Its space efforts continue “to mature rapidly and Beijing has devoted significant resources to growing all aspects of its space program,” the Pentagon’s 2023 China Military Power Report reads. China has launched a record number of satellites and employs three times the number of people as NASA.

But the close ties between China’s space program and its military have stymied communication with the Pentagon over the past year — leaving little room for NASA to navigate much of a relationship. The Wolf Amendment, a policy established in 2011 that requires NASA to seek a specific exception from the FBI if it wants to work with China, further complicates potential talks.

“Their program is secretive and their overall intentions are unknown, which is why I believe we are in a space race,” Nelson said.

The Chinese government maintains that “outer space is not a wrestling ground but an important field for win-win cooperation,” Chinese embassy spokesperson Liu Pengyu said in a statement. “China is committed to the peaceful uses of outer space, security of outer space and extensive cooperation with all countries.”



But both countries are lining up their allies in space. The Artemis Accords, an effort led by NASA and seven other nations to outline rules for future space exploration, have already succeeded in cementing Washington’s ties with some of its strongest partners and others that are more tenuous.

Thirty-two countries have signed onto the accords. They include India, which has long avoided space partnerships with other countries, and recently became the fourth country to land on the moon; Argentina, which maintains friendly relations with China; and Saudi Arabia, which signed the accords amid its dispute with the U.S. last summer over the murder of Washington Post journalist Jamal Khashoggi.

In October, Beijing secured two more partnerships for its own space program, which aims to build a research station on the moon in the 2030s.
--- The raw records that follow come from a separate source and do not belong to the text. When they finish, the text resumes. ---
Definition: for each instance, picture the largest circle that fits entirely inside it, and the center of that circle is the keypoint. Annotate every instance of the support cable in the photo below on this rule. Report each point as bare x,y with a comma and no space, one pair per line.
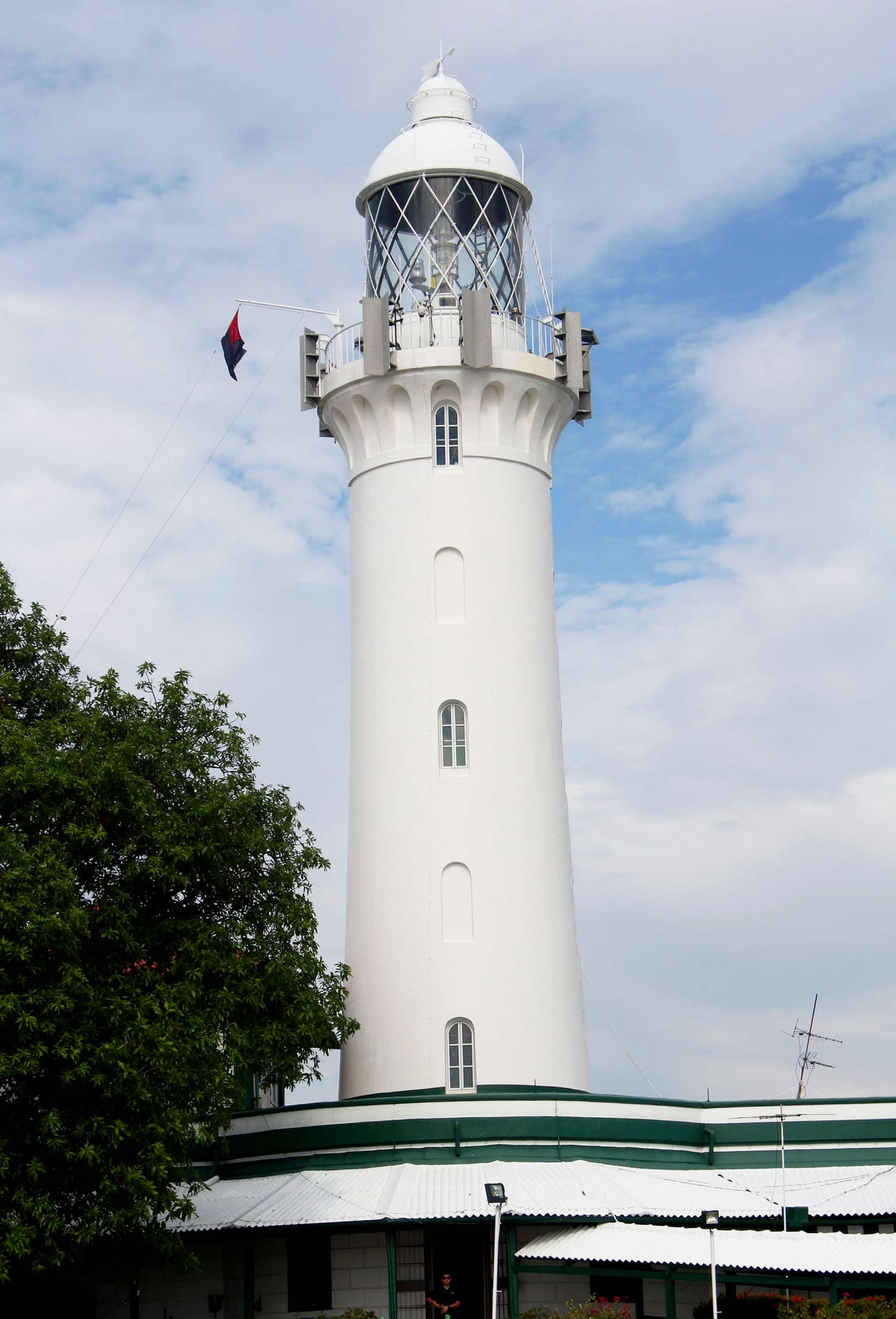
136,486
619,1040
207,461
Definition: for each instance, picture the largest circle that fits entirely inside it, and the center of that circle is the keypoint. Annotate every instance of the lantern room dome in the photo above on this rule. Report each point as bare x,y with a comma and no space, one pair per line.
443,139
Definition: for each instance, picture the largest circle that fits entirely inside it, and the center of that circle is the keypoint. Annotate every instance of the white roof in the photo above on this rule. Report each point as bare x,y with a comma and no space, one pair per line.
800,1252
420,1192
442,138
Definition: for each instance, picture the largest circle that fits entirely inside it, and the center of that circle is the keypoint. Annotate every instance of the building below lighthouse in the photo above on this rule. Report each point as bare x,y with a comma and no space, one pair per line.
469,1069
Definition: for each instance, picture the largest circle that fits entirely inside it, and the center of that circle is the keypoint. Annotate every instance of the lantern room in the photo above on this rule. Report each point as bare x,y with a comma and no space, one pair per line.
444,208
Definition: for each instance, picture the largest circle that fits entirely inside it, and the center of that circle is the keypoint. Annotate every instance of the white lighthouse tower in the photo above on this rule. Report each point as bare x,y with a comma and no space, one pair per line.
447,401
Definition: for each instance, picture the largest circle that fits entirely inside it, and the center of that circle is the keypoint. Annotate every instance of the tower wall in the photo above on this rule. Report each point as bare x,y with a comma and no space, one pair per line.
459,887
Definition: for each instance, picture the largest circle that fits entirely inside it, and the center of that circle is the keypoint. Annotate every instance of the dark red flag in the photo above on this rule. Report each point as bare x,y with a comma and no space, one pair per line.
232,346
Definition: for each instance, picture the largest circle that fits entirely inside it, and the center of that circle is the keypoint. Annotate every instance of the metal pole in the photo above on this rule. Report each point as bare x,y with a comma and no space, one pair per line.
494,1263
783,1180
282,306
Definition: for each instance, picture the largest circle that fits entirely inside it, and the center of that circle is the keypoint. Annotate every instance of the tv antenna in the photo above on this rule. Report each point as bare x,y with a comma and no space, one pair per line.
808,1061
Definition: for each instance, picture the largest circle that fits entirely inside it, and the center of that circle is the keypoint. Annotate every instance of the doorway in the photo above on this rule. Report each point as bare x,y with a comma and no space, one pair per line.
460,1250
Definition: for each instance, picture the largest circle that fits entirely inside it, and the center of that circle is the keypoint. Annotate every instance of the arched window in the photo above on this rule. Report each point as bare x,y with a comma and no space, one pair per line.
453,723
460,1066
447,435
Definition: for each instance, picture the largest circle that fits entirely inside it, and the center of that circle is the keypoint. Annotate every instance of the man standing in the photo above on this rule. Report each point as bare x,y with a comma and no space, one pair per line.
443,1298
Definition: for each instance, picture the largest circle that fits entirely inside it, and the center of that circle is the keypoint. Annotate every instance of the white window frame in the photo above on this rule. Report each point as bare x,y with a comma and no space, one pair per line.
455,744
446,444
464,1070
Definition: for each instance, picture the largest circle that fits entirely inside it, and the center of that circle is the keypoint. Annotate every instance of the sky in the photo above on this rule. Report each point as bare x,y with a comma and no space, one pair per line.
717,184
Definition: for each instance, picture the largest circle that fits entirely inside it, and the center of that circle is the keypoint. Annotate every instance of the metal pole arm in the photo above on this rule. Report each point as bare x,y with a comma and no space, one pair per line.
282,306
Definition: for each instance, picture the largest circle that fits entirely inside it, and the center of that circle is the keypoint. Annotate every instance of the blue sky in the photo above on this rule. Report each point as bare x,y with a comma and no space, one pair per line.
720,185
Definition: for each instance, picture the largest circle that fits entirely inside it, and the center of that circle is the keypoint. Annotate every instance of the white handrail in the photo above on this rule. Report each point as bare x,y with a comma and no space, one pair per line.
442,329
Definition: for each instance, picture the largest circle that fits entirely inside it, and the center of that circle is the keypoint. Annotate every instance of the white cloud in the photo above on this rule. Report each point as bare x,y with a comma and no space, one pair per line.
730,738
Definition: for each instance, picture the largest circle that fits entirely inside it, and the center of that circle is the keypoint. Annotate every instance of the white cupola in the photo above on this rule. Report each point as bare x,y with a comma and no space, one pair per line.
444,208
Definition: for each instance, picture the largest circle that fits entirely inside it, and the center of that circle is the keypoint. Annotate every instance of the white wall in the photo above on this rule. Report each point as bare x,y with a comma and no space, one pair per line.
505,817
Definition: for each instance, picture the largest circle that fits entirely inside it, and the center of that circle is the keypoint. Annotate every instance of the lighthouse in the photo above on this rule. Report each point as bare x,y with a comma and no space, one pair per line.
447,401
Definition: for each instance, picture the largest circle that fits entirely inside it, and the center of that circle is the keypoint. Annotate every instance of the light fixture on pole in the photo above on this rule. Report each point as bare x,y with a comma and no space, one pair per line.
709,1219
496,1194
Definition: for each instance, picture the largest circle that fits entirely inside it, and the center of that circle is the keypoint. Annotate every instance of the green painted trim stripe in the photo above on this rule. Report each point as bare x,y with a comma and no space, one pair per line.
626,1157
724,1144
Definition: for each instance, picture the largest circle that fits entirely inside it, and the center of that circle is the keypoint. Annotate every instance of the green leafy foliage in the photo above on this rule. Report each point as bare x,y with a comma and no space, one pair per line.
848,1307
596,1307
774,1305
156,937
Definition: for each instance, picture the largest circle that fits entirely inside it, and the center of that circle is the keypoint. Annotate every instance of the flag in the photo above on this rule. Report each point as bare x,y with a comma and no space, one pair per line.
232,346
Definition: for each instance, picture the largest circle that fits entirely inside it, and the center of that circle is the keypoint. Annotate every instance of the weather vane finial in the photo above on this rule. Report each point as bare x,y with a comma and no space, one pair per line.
435,65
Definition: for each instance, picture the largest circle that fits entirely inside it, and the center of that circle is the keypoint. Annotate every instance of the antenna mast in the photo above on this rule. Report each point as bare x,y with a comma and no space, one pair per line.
808,1061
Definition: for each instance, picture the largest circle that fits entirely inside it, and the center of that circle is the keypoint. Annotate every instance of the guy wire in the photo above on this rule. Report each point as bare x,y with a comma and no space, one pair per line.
138,483
211,454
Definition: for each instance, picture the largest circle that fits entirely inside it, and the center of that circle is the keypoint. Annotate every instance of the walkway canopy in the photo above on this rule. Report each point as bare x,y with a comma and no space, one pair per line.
742,1250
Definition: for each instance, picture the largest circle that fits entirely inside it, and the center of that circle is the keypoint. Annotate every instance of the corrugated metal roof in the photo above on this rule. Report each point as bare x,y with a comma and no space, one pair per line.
792,1252
420,1192
827,1192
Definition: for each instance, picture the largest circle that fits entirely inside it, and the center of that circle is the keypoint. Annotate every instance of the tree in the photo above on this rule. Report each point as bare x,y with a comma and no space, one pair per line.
157,938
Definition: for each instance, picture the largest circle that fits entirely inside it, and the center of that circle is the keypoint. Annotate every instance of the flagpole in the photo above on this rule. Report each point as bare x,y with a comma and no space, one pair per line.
281,306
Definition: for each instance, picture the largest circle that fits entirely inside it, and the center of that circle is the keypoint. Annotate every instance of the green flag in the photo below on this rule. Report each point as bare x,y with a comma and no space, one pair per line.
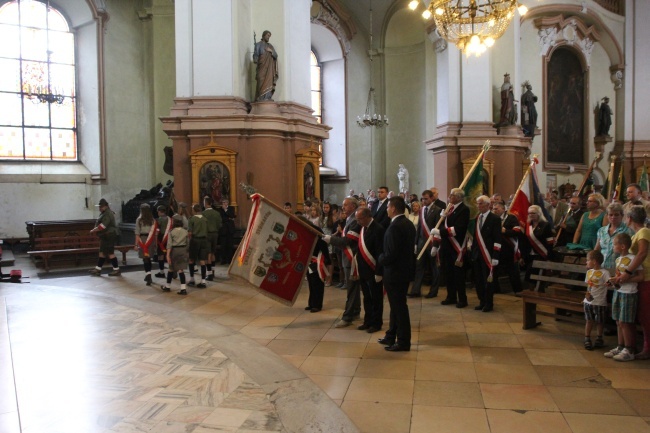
474,188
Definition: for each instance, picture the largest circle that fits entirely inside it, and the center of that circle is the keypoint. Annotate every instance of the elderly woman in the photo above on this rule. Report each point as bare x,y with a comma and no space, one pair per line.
595,218
640,245
539,237
605,236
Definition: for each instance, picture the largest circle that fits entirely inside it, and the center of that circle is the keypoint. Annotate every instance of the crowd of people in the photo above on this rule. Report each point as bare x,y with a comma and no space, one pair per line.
499,246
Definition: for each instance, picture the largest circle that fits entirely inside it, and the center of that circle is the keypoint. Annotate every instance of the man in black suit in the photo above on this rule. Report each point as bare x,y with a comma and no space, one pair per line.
379,207
486,248
371,245
509,257
397,262
348,242
429,216
452,237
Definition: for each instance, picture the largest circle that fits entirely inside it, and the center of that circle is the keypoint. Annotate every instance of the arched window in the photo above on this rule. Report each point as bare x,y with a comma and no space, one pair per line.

Countries that have signed on include Belarus, Pakistan, Russia, South Africa, Venezuela and Azerbaijan — none of which are particularly aligned with the U.S.

"We're only just now recognizing that what is happening in China is really, really contrary to the interests of pretty much everyone else,” said Tory Bruno, CEO of aerospace giant United Launch Alliance, which is made up of defense contractors Lockheed Martin and Boeing. “And therefore we’ve got to do something about it."

Is it a space race?

While there’s certainly a competition, not everyone believes that “space race” — Nelson’s preferred phrase — is the best framing of the issue. Several experts POLITICO spoke with are openly opposed to it.

“I find it frustrating because it makes a complicated relationship even more complicated,” said Victoria Samson, the Washington office director for the Secure World Foundation, a nonpartisan think tank focused on the peaceful use of outer space, adding that it “unnecessarily makes it an antagonistic approach toward how we evolve our use of space.”



During the space competition with the Soviets, there was a clear finish line for the dueling agencies: landing the first human on the moon. There’s not such a tangible objective now.

But it’s clear to NASA that the aim is much broader — and more dire.

Whoever cements an international coalition to set the ground rules for outer space will be formidable for decades, and perhaps centuries to come. With each new signatory on the accords, Nelson moves one step closer to making sure Washington has the biggest advantage.

Alex Ward contributed to this report.